Face à cette tendance, l'ombrage est une réponse minimale, « plutôt un confort » qu'un vrai rafraîchissement. Pour le géographe, la chaleur urbaine ne peut être réellement endiguée qu'en croisant plusieurs approches comme l'évapotranspiration végétale, la restauration des circuits hydriques, la transformation des circulations d'air. « À Séoul, on a redécouvert un canal enterré, restauré l'écosystème, et offert un nouveau parcours aux piétons. » À Lyon ? « On fait ce qu'on peut sur des dalles, mais cela reste une solution de contournement. »
Végétation en ville : où en est-on dans la métropole de Lyon ?
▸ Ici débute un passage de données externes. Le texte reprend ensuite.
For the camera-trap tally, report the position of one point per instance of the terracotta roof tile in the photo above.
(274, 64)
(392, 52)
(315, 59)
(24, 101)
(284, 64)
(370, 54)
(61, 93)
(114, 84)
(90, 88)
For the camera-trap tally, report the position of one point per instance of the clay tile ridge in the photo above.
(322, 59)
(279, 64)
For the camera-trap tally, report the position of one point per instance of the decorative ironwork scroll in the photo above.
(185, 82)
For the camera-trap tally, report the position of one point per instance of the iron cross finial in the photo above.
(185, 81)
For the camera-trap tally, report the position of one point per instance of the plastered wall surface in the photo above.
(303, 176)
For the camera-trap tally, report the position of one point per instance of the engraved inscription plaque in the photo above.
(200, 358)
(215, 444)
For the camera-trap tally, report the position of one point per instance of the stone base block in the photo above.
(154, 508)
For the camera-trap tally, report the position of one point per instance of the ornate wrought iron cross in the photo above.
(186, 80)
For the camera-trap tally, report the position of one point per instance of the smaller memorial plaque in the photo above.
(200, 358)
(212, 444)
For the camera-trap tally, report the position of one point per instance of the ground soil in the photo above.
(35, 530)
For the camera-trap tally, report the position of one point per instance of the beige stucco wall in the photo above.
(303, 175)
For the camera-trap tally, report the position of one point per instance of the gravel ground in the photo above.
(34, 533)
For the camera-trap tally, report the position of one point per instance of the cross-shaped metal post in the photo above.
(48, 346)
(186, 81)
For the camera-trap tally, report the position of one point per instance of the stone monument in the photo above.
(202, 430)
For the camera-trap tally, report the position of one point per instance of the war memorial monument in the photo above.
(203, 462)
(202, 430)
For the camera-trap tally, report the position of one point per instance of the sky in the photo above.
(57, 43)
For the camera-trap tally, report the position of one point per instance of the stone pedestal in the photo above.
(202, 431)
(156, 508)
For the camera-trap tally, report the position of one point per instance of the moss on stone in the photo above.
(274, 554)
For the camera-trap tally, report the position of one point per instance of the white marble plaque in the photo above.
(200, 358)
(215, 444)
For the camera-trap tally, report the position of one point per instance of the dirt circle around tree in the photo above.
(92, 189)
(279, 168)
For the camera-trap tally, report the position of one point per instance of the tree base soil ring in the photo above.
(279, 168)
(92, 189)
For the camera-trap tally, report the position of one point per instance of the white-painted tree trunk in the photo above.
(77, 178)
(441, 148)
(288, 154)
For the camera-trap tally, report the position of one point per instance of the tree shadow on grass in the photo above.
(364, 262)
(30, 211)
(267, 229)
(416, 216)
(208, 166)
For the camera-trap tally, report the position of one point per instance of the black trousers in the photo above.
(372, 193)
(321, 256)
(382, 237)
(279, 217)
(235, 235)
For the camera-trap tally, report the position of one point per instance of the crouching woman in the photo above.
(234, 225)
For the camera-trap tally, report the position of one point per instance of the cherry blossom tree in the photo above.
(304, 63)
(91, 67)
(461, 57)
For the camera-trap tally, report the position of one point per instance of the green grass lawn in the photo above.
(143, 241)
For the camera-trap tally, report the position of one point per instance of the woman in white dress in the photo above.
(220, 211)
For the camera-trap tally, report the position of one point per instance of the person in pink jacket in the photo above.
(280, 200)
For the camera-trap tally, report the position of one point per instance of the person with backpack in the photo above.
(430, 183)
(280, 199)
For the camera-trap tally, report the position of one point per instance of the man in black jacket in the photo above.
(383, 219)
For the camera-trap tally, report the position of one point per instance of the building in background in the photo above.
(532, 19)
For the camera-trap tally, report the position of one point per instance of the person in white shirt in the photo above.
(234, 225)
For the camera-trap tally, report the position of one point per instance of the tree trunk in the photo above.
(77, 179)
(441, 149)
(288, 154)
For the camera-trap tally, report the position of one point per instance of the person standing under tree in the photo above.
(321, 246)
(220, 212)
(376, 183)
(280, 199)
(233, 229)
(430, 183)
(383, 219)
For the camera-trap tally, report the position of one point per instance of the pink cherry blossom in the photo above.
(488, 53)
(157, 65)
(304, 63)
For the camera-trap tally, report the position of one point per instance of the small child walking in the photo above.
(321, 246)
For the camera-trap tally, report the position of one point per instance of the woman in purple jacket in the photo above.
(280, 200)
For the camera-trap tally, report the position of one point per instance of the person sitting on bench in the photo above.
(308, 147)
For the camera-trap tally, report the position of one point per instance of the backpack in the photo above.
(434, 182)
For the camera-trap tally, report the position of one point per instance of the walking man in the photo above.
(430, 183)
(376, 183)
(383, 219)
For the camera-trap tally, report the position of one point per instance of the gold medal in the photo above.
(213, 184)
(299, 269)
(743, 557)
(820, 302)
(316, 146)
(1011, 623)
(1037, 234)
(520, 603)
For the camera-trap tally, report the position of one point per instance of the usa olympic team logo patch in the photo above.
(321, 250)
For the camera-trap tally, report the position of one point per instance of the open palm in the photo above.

• + 8, 5 hectares d'espaces verts créés entre 2020 et 2023 selon la Ville et la Métropole de Lyon
• 20 cours d'écoles végétalisées ou en cours de transformation depuis 2020
• 7 000 arbres plantés selon le dernier rapport métropolitain
• Mise en place de micro-forêts urbaines (ex : Duchère, 7e, Villeurbanne), avec des essences locales et un entretien minimal
• Une charte de l'arbre adoptée en 2021, fixant les principes de préservation, de plantation et de gestion du patrimoine arboré
Le fantôme de Chartres
À Chartres, on a tranché dans le vif. Littéralement. Une quinzaine de tilleuls, plantés depuis plusieurs décennies devant la cathédrale, ont été abattus mi-avril pour « dégager la vue ». Le maire divers droite, Jean-Pierre Gorges en a décidé ainsi, contre l'avis de l'architecte des Bâtiments de France et au grand dam de nombreux habitants. À la place des feuillages : des parasols. Des bâtons synthétiques censés compenser l'ombre naturelle, dans l'un des centres urbains les moins végétalisés de France.
Sans que les deux situations ne soient identiques, l'épisode hante en creux l'aménagement temporaire de la place Bellecour. Car en misant sur une œuvre installative — aussi ambitieuse soit-elle — pour répondre à une demande de fraîcheur, la Ville prend le risque de brouiller la lisibilité de ses autres politiques plus structurelles. C'est ce que redoute Michel Lussault, qui craint que Tissage urbain ne donne l'impression que l'essentiel de l'action climatique se joue là et ne masque tout ce qui a été entrepris ailleurs depuis 2020 par la mairie écologiste en matière de végétalisation.